The US Department of Health and Human Services has canceled a contract between the Food and Drug Administration and a supplier of human fetal tissue, Advanced Bioscience Resources, according to an announcement on September 24. The company would have received $15,900 for human fetal tissue that would be used to make a laboratory mouse’s immune system more closely resemble a human’s, according to BuzzFeed News.
The move was preceded by a letter addressed to Food and Drug Administration (FDA) Commissioner Scott Gottlieb a week ago in which 85 House Republicans said they were troubled with the then-active contract. The letter also claimed that the supplier had broken federal and state laws in the course of its sale of human fetal tissue.
Health and Human Services (HHS) says in the statement it “was not sufficiently assured that the contract included the appropriate protections applicable to fetal tissue research or met all other procurement requirements.”

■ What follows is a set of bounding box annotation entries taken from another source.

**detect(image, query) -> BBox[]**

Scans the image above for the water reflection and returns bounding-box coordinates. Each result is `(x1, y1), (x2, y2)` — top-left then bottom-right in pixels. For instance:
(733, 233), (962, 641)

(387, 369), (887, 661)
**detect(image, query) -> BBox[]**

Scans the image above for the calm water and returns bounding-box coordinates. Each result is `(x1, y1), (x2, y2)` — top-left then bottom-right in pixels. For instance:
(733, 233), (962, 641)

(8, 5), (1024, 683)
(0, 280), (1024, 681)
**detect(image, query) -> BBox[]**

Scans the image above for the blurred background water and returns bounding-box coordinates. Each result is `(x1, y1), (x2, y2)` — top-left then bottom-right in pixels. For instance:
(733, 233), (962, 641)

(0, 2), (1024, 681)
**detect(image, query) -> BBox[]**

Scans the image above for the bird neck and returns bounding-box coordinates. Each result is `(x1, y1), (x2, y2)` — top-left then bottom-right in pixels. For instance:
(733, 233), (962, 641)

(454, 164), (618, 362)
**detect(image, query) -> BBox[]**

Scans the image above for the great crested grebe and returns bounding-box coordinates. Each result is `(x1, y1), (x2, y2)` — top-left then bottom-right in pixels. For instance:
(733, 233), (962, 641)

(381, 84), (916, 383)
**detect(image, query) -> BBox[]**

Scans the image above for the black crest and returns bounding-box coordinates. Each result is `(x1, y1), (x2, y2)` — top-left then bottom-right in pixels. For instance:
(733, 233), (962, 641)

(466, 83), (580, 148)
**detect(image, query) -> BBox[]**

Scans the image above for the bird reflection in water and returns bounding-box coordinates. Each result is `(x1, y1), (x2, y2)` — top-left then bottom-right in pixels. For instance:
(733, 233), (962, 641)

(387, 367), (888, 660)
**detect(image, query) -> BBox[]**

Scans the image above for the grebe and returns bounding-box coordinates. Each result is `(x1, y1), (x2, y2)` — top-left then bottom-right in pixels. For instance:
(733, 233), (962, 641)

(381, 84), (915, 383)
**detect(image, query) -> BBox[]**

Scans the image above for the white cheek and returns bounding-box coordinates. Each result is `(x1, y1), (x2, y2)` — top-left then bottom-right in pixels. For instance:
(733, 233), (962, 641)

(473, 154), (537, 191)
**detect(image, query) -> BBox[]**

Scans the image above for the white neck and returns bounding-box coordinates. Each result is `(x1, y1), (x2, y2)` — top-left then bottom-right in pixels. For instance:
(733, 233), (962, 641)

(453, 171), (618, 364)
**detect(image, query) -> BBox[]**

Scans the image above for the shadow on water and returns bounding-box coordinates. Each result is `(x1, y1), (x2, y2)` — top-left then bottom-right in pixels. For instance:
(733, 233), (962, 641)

The agency will now carry out a survey of all research involving fetal tissue to make sure the protocols are above board and audit all acquisitions of such tissue.
“It could have a chilling effect on valuable research because companies who provide tissue may be scared out of use and provision,” Lawrence Goldstein of the University of California, San Diego School of Medicine tells Science. “Mice with human immune systems are incredibly valuable for research of terrible diseases, and there really is no alternative,” Goldstein tells BuzzFeed News.
Antiabortion activists are gratified by the government’s effort. “HHS’s newly-announced review of fetal tissue procurement and experimentation must be exacting, and it must terminate all other agreements for baby body parts,” David Daleiden, the Center for Medical Progress’s project leader, says in a statement.
According to The Washington Post, an HHS spokeswoman was reticent to reveal the details of the department’s review. Over 2017 and 2018, the National Institutes of Health (NIH) spent $98 million and $103 million, respectively, on outside projects involving fetal tissue, according to Science. But the NIH does not work with suppliers of fetal tissue for its intramural research.